Much Ado About Immigration

Due to Robert Sarvis’ supposedly controversial position on immigration and Hanover County’s recent kerfuffle over the matter, I have given a great deal of thought to the issue of immigration and am convinced that the framework of the discussion lacks a great deal of clarity and integrity. I intend to clarify the issue and offer a solution which fits the nature of each of the problems associated with the topic of “immigration reform”.

When discussing immigration reform, one must deduce that we are referring to our nations immigration laws. In this respect, we have but three choices: To follow the laws as they are. To change the laws (reform). Or to leave the laws as they are, but refuse to follow them.
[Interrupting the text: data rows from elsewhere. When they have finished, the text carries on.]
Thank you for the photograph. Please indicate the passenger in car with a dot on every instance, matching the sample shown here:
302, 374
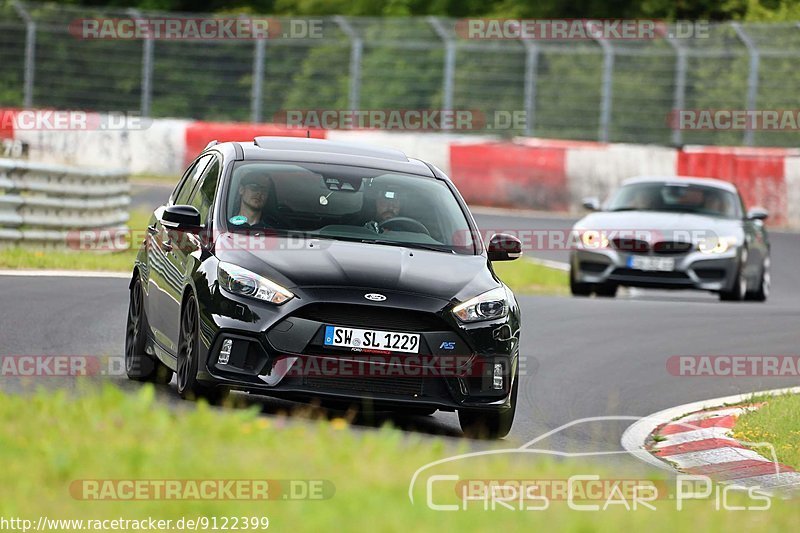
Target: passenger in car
254, 192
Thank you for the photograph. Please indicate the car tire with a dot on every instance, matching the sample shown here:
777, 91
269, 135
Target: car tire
762, 292
139, 365
188, 355
739, 289
578, 289
606, 290
489, 424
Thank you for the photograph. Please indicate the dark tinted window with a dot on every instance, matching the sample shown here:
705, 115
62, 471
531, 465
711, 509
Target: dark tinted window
684, 198
204, 194
181, 195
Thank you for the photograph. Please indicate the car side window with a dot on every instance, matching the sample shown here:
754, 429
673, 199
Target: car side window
205, 192
181, 196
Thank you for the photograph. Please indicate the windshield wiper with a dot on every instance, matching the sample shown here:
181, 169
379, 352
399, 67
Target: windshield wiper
409, 245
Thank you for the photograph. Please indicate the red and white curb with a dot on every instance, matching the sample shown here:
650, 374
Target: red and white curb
696, 439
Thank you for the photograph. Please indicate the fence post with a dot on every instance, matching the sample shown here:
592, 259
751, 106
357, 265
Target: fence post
449, 66
356, 51
605, 88
752, 77
147, 69
679, 96
531, 74
258, 80
30, 54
If we accept that the laws currently on the books are sufficient, if enforced, to adequately control legal immigration into this country, then the discussion ought to be directed toward a defense of our current laws, reference to the success and benefit of those laws, and a demand for an explanation from opponents as to why those laws are not, in fact, sufficient.

If we want to reform our laws, then we must begin with an objective purpose to which our reforms are a suggested course of action. For example, a common Libertarian Reform idea is to dramatically increase access to legal immigration regardless of nationality, income, education, religion, etc. Coupled with enforcement of our borders, something currently lacking, the ideas goes, that we could increase our population legally, with less hoops and red tape, which would reduce the incidence of illegal immigration, making the enforcement of our borders easier and less economically burdensome to the tax payer. This is the reform platform that I support.

If we believe that our current laws are sufficient, but that they simply do not always need to be enforced, then we must justify our tolerance of “arbitrary law”, laws which affect some people differently than others; which, in a literal sense, eradicates our tradition of “equality before the law”.

That said, whether we seek to undermine the philosophical foundations of our republic, reform our system, or fight to enforce the system already in place, we need to have a clear understanding of the objectives of our immigration policies. Obviously, the purpose of an immigration policy is not to “keep out foreigners”. Rather, the purpose is to control and oversee the process of naturalization, weed out unwanted threats to our society, and to operate a registration process which allows us to keep track of who is coming in to our country and from where.

Controlling and overseeing a legal process of immigration seems to be something that almost everyone can agree to; where we get into trouble is when we discuss our definitions of “unwanted threats to our society”. Is poverty an unwanted threat? By itself, poverty is certainly not a threat to our republic, until you consider our very expensive welfare state. Should citizens from other countries be allowed to move to America and avail themselves of taxpayer money set aside for US citizens? Should we allow foreign born immigrants to enter our society before receiving the vaccinations that US born citizens have undergone to ward off the threat of epidemic disease? Should foreign born citizens learn the common tongue of our nation, as we have done, before becoming naturalized?

I believe that we should not place limits on an immigrants income when allowing them to enter the United States in pursuit of citizenship, but I do believe that there should be a stipulation that all citizens must pay federal and state taxes for a period of five years before they can gain access to any of our welfare programs. No person should be able to enter the United States that has not had our vaccinations. Vaccinations should be provided to US Embassies overseas for free to anyone looking to immigrate to the United States. Anyone looking to immigrate to the United States should be required to speak the common tongue. Without a degree of proficiency in English, new immigrants will not be able to advance in our current economic system, nor will they be able to communicate with authorities, and they will be less like to assimilate.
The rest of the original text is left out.